DEFINITION of 'Wave'

A pattern of behavior marked by noticeable increases and decreases. Waves can be identified in stock price movements and in consumer behavior. Investors trying to profit from a market trend could be described as "riding a wave." A large, strong movement by homeowners to replace their existing mortgages with new ones that have better terms is called a refinancing wave.

BREAKING DOWN 'Wave'

Some technical analysts try to profit from wave patterns in the stock market using the Elliott Wave Theory. This hypothesis says that stock price movements can be predicted because they move in repeating up-and-down patterns called waves that are created by investor psychology. The theory identifies several different types of waves, including motive waves, impulse waves and corrective waves. It is subjective, and not all traders interpret the theory the same way, or agree that it is a successful trading strategy.
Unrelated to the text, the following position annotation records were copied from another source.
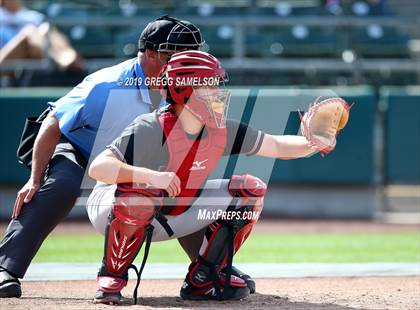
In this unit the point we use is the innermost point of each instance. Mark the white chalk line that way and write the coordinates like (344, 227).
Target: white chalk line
(87, 271)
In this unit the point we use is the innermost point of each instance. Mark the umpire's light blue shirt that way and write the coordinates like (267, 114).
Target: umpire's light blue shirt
(97, 110)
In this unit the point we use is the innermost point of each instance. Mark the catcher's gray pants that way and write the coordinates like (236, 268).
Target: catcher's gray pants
(214, 199)
(49, 206)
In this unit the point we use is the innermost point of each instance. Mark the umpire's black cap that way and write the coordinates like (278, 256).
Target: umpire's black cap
(168, 34)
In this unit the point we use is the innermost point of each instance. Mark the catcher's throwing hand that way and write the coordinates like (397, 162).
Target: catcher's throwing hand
(323, 121)
(24, 196)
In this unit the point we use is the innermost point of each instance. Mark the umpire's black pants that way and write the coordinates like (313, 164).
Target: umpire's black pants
(48, 207)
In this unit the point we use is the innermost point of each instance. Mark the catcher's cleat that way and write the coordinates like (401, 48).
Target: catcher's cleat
(114, 298)
(198, 285)
(9, 285)
(250, 282)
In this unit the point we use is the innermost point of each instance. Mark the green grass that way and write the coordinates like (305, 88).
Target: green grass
(262, 248)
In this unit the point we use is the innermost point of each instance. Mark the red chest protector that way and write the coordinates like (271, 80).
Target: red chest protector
(192, 161)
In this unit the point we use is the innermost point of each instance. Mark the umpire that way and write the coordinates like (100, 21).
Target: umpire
(78, 124)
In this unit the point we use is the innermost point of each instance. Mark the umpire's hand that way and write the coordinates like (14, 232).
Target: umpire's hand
(24, 196)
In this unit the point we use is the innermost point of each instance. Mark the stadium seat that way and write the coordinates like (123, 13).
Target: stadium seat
(219, 39)
(90, 41)
(378, 41)
(296, 41)
(125, 43)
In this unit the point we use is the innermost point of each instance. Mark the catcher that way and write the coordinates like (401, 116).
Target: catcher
(156, 193)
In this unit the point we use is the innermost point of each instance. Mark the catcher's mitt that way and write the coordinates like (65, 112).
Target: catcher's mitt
(323, 121)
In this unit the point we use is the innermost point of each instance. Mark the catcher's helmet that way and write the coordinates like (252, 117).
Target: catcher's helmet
(195, 79)
(168, 34)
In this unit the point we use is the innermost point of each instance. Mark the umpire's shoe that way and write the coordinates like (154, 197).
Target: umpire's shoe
(198, 285)
(247, 278)
(109, 290)
(9, 285)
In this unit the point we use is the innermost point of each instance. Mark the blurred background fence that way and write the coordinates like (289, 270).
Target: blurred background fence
(366, 51)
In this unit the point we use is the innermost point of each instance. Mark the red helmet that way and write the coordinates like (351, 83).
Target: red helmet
(194, 79)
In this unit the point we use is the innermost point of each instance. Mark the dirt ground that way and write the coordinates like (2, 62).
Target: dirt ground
(293, 293)
(296, 294)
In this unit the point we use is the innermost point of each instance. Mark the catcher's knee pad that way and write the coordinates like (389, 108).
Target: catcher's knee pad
(129, 218)
(247, 203)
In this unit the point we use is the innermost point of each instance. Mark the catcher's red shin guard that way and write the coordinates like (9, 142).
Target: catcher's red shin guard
(129, 219)
(222, 240)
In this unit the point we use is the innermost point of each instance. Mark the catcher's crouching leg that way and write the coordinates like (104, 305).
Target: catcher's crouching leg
(222, 240)
(128, 224)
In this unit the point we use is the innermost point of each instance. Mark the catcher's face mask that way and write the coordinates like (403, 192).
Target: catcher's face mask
(212, 105)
The whole idea of wave analysis itself does not equate to a regular blueprint formation, where you simply follow the instructions, unlike most other price formations. Wave analysis offers insights into trend dynamics and helps you understand price movements in a much deeper way.
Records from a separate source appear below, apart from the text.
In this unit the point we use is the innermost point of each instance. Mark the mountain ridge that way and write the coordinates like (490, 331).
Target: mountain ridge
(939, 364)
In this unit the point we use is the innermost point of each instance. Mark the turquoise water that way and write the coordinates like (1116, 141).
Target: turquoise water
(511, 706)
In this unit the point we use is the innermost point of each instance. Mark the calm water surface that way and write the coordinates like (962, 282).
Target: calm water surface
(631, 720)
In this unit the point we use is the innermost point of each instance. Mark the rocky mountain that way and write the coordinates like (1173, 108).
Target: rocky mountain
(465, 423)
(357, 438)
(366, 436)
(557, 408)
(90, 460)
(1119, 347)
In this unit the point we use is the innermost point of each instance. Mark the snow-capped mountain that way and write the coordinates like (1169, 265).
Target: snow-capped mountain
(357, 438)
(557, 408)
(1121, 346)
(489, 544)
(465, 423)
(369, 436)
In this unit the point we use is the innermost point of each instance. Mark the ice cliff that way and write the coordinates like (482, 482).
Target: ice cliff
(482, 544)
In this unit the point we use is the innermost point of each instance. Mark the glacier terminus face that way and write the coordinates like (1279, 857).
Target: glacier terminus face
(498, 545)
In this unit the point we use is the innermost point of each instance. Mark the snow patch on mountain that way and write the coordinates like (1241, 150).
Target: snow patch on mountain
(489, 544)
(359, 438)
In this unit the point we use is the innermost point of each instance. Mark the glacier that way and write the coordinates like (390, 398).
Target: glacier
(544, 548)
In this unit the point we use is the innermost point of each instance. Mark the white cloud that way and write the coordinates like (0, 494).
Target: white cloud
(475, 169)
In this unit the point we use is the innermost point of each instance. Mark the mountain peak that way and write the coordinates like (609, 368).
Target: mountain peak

Types of Elliot Wave Patterns

The motive wave represents the first half of the idealized Elliott Wave pattern. It always advances in the direction of the trend of one larger degree, and it is subdivided into five smaller waves. These waves are labeled as 1, 2, 3, 4, and 5. Within the motive wave, there are two types of smaller, sub-waves: the impulse wave and the diagonal wave.
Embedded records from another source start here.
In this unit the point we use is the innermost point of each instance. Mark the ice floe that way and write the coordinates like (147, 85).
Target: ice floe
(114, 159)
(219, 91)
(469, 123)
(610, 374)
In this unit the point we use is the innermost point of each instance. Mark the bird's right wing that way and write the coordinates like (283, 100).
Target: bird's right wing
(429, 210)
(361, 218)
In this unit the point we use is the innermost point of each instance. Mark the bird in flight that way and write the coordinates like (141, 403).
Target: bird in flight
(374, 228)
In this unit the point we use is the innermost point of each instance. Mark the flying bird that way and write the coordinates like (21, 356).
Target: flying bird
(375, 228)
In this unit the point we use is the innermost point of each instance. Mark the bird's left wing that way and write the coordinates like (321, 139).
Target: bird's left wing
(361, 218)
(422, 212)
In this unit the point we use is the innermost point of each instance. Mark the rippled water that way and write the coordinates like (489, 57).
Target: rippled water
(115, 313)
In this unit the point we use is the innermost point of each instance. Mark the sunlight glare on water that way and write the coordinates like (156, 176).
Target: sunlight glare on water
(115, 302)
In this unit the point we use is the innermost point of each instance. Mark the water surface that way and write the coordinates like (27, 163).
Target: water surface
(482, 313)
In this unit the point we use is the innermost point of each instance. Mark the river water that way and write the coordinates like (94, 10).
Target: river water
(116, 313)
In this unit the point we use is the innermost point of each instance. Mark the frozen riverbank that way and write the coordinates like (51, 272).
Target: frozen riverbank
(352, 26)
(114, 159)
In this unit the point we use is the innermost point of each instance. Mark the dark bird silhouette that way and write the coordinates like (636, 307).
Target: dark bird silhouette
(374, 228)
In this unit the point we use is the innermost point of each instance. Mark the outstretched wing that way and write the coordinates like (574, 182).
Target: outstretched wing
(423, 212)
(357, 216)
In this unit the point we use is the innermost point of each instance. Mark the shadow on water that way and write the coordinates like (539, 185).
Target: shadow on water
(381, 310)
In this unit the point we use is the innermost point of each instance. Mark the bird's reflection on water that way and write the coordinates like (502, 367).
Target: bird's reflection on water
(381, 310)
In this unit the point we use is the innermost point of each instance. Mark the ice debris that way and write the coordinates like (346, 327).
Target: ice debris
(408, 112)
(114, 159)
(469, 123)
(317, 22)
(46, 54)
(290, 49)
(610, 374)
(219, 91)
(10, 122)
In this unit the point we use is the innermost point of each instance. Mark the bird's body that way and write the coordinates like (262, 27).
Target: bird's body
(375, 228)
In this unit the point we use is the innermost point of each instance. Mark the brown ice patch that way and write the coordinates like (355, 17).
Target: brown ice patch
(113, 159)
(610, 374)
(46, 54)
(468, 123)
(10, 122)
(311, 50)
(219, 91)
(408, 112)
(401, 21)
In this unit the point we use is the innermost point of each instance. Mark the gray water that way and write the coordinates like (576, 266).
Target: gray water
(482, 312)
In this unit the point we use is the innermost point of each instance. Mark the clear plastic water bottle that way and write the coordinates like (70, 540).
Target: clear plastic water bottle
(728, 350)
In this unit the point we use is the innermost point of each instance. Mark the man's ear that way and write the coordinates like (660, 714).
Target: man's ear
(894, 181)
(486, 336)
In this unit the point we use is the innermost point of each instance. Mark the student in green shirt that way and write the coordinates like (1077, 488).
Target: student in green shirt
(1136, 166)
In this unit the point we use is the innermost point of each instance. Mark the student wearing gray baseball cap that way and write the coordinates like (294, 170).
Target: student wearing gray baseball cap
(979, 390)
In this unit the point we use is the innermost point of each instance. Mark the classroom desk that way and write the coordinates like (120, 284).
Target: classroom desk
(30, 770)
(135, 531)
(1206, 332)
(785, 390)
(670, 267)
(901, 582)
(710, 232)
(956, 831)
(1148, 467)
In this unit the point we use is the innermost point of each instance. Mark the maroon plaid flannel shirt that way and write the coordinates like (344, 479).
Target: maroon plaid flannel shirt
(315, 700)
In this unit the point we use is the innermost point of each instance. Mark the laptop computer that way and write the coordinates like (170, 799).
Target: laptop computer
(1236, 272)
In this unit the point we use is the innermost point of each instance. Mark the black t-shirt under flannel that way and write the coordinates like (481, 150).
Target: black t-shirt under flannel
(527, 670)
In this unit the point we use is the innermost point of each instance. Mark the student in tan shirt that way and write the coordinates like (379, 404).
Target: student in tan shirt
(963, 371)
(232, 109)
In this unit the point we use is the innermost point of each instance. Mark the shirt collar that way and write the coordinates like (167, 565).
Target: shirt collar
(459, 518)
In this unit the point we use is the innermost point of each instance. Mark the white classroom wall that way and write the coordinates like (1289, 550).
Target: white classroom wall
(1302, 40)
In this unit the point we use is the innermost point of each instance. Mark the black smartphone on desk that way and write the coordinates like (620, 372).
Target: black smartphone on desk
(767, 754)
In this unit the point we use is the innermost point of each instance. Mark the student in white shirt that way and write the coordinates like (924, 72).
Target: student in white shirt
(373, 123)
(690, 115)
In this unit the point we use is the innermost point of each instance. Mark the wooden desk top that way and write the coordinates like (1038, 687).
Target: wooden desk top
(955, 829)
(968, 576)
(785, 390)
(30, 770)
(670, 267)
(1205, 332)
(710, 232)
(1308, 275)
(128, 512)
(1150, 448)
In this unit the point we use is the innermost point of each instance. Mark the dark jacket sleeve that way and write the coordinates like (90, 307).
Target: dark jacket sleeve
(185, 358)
  • Impulse wave: This pattern is the most common motive wave and the easiest to spot in a market. Like all motive waves, it consists of five sub-waves; three of them are also motive waves, and two are corrective waves. This is labeled as a 5-3-5-3-5 structure, which was shown above. However, it has three rules that define its formation. These rules are unbreakable. If one of these rules is violated, then the structure is not an impulse wave and one would need to re-label the suspected impulse wave. The three rules are: wave two cannot retrace more than 100 percent of wave one; wave three can never be the shortest of waves one, three and five.
  • Diagonal wave: A diagonal wave is the second type of motive wave. Like all motive waves, its goal is to move the market in the direction of the trend. Also, like all motive waves, it consists of five sub-waves. The difference is that the diagonal looks like either an expanding or contracting wedge. Also, the sub-waves of the diagonal may not have a count of five, depending on what type of diagonal is being observed. As with the motive wave, each sub-wave of the diagonal never fully retraces the previous sub-wave, and sub-wave three of the diagonal may not be the shortest wave.